Is her prayer bold, biblical and sincere? Or is it a weaponized prayer intended to foster "hate" toward Muslims?

You decide.

Be informed.

Local CBS News TV 21 reported last week that "A Pennsylvania lawmaker is being accused of Islamophobia, after a controversial call to prayer in the PA House of Representatives."



The TV story continues: "Republican Rep. Stephanie Borowicz from Clinton County opened up Monday's House session with a prayer proclaiming her Christian beliefs, and how the nation has forgotten Jesus."

The TV story suggests that the problem is that "the prayer was given shortly after the chamber's first Muslim woman, Philadelphia Democrat Movita Johnson-Harrell, was sworn in."

Rep. Borowicz' husband is an associate pastor in an evangelical church.

The prayer.


Rep. Borowicz's prayer invoked the name of Jesus 13 times during her 2-minute prayer, also offering thanks to God for President Trump's support for the nation of Israel.

She declared that Jesus is the "King of kings and Lord of lords, the Great I Am, and the One who is coming again."

In her prayer, Borowicz asked God to forgive America for losing its spiritual bearings. She prayed, "Jesus we have lost sight of you. We're asking you to forgive us...Jesus, You are our only hope."

She went on to pray for the state's and nation's leaders, and concluded her prayer, "in the powerful, mighty name of Jesus."

Some who watched the response during the prayer, said the newly sworn in Muslim woman and other Democrats were "squirming" in their seats.

The negative reaction.


Most Democrat lawmakers and the Democrat governor predictably began condemning her calling her prayer "inappropriate," accusing her of "flaunting" her religion.

Pennsylvania's Democrat Governor Tom Wolf claimed he is "horrified" by Borowicz's prayer. He says, "I grew up in Pennsylvania and Pennsylvania was founded by William Penn on the freedom of conscience. I have a strong spiritual sense. This is not a reflection of the religion I grew up in."

Johnson-Harrell, the newly sworn-in Muslim woman, says the prayer was very "offensive," saying "to use Jesus' name as a weapon is not 'OK," and "we cannot weaponize what's going on what's going on between Israel and Palestine."

She said, "I thought the prayer was blatantly Islamophobic, Xenophobic and discriminatory."

She added that "the prayer"... "blatantly represented the Islamophobia that exists among some of the leaders that supposedly represent the people"...She also complained that the Borowicz's prayer "amounted to a political statement, and I think we need to be very very clear that everybody in this House matters, whether they're Christian, Muslim or Jew and that we cannot use these issues to tear each other down."

Johnson-Harrell is also calling for Borowicz to be censored by the state legislature.

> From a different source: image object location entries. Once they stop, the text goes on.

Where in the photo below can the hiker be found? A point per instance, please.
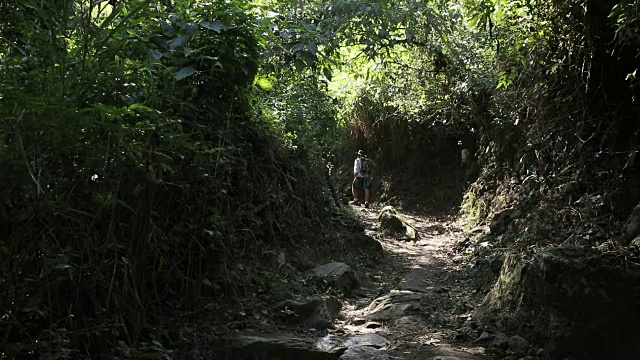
(361, 178)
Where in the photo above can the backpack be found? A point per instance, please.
(364, 166)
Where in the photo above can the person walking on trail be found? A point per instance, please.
(361, 178)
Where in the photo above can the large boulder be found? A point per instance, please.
(574, 300)
(364, 353)
(632, 226)
(500, 221)
(315, 312)
(339, 275)
(395, 305)
(395, 224)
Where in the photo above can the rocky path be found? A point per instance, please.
(415, 302)
(420, 294)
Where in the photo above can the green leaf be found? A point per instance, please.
(156, 55)
(327, 73)
(264, 83)
(216, 26)
(185, 72)
(179, 41)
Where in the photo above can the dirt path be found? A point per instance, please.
(441, 326)
(414, 303)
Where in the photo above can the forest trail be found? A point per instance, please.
(438, 325)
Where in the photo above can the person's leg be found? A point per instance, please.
(355, 187)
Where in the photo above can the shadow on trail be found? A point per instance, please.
(439, 324)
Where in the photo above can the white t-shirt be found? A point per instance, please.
(357, 168)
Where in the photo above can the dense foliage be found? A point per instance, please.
(149, 148)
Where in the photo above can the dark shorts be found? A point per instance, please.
(361, 183)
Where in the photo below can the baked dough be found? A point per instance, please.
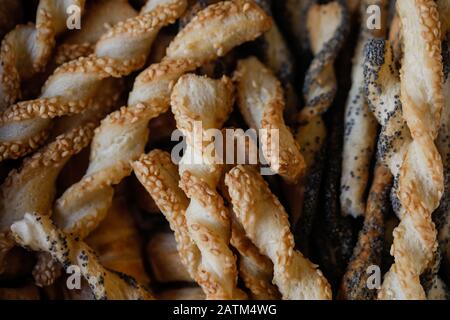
(122, 136)
(26, 50)
(261, 102)
(266, 224)
(73, 85)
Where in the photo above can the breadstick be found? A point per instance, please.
(73, 85)
(327, 26)
(123, 134)
(260, 100)
(255, 269)
(209, 101)
(420, 182)
(368, 250)
(276, 55)
(118, 244)
(266, 224)
(160, 178)
(360, 124)
(38, 233)
(442, 215)
(10, 14)
(26, 50)
(32, 187)
(99, 17)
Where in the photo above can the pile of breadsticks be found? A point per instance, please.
(353, 202)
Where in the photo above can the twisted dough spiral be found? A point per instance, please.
(160, 177)
(32, 187)
(26, 50)
(421, 181)
(122, 135)
(360, 124)
(209, 101)
(266, 224)
(40, 234)
(71, 88)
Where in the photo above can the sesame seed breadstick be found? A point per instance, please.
(72, 86)
(117, 242)
(327, 26)
(26, 50)
(122, 136)
(100, 16)
(266, 224)
(196, 98)
(421, 180)
(360, 124)
(32, 187)
(160, 177)
(38, 233)
(261, 102)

Democrat House Whip Jordan Harris called Borowicz's prayer out of line, using himself as the kind of Christian she should be---offering himself as the model Christian.

He said,
"I am a Christian. I spend my Sunday mornings in church worshiping and being thankful for all that I have. But in no way does that mean I would flaunt my religion at those who differently than I do. There is no room in our Capitol building for actions such as this, and it's incredibly disappointing that today's opening prayer was so divisive."

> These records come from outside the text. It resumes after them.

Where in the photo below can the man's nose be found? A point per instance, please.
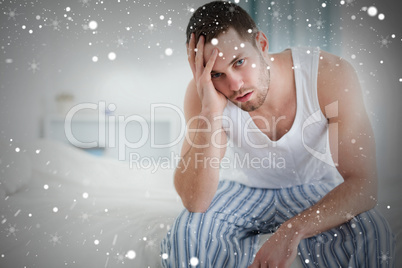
(235, 82)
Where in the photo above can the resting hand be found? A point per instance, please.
(213, 101)
(280, 250)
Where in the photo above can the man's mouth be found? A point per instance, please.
(244, 97)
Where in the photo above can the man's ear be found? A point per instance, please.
(262, 42)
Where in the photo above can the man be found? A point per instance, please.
(300, 108)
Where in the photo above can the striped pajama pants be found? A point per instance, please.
(227, 234)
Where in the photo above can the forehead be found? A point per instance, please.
(229, 45)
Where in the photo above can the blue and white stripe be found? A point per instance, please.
(227, 235)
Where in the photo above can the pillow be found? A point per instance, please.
(15, 168)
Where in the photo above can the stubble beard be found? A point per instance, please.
(261, 92)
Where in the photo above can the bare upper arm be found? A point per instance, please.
(192, 108)
(350, 134)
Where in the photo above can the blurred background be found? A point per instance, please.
(129, 55)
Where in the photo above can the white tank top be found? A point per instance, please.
(301, 156)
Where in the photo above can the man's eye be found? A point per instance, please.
(215, 75)
(239, 62)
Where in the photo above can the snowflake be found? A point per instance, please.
(121, 42)
(119, 258)
(150, 27)
(189, 10)
(276, 14)
(151, 243)
(319, 23)
(384, 42)
(12, 14)
(11, 230)
(34, 66)
(55, 24)
(85, 2)
(55, 239)
(384, 257)
(84, 217)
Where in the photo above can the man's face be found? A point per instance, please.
(240, 71)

After all this last Monday...Tuesday was a new day.

CBN News reports that Tuesday, "Another Muslim lawmaker, Rep. Jason Dawkins (D-Philadelphia) opened the Tuesday session by reading from the Quran. His invocation was followed by applause."

The positive response.


State Rep. Daryl Metcalf (R) says that his colleague, Borowicz, was merely "walking in the footsteps of our forefathers who would have prayed a prayer very similar." He added, "That the newest member, who is a Muslim, would attack her and say that Borowicz's prayer was an example of Islamophobia, should be offensive to every Pennsylvanian."

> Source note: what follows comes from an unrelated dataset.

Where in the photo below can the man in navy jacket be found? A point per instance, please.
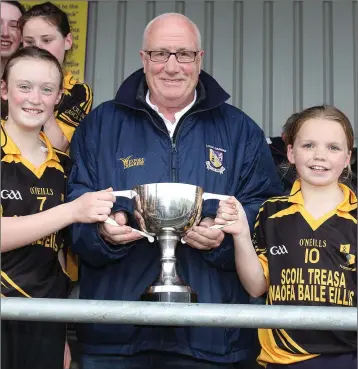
(169, 122)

Many others have stepped up in defense of Rep. Borowicz's prayer.

Franklin Graham weighed in on the matter. He says:
"She doesn't need to apologize for her Christian prayer. We don't change who we are or what we believe because someone who is present may believe differently than we believe...I always appreciate anyone who has the guts to stand up for Jesus."

Millions of us agree with Franklin.

The Pennsylvania Pastors Network is a state chapter of the American Pastor's Network, which is a group of biblically faithful clergy regarding Scripture and our role as Christians in the culture.

They issued a statement which, in part, said this:

“As far back as the time of Pennsylvania founder William Penn, God’s name and His word have been prevalent in the official representations of our Commonwealth,” Dull said. “In fact, Penn dreamed to establish in Pennsylvania what was referred to as ‘The Holy Experiment,’ in which a colony would be founded that guaranteed religious freedom. But that freedom was based upon the truth of the Holy God of the Bible and His Son Jesus Christ, as it states in John 8:32: ‘And you shall know the truth and the truth shall make you free.”
“The preamble of the Pennsylvania Constitution states: ‘We, the people of Pennsylvania, grateful to Almighty God for the blessings of civil and religious liberty, and humbly invoking His guidance, do ordain and establish this Constitution,'” Dull continued. “Beyond that, it does not take long for a person to notice when visiting the State Capitol Building in Harrisburg how many Bible verses are posted throughout that beautiful edifice. Certainly, Jehovah Elohim, the God of the Bible, has been respected by many both in word and in voice within those walls over the years.”

And the Pastor's Network said this:

“Often in doing so, Scripture verses are quoted that may be an offense to some people,” he said. “In fact, Isaiah 30:9 says that spiritually rebellious people ‘will not hear the law of the Lord.’ So we should not be surprised when some people object to the Word of God when it is read, spoken or used in our prayers,” he continued. “When a person prays a ‘Christian prayer’ to the Christian God of the Bible, it only stands to reason that Christian and biblical terms will be used in that prayer. That may and will offend some people but that does not mean that such a freedom should be taken away.”
“It has been reported that Rep. Stephanie Borowicz’s Christian prayer offended the first Muslim woman to be elected to and sworn into the Pennsylvania House of Representatives, Movita Johnson-Harrell, and that it was called ‘Islamophobic’ by some. But it was a Christian prayer that was given, and thus Christian words and concepts were used. Obviously, a Muslim prayer, if it was given, would have used Muslim terms,” Dull continued. “In our Commonwealth, as well as in our nation, people have the freedom to pray as they desire, and we all must pray that such a great freedom will last for generations to come. It is this freedom that has caused America to be blessed beyond any nation on earth, and if that blessing is to continue then the freedom to pray in the public square, including in governmental buildings, must prevail.”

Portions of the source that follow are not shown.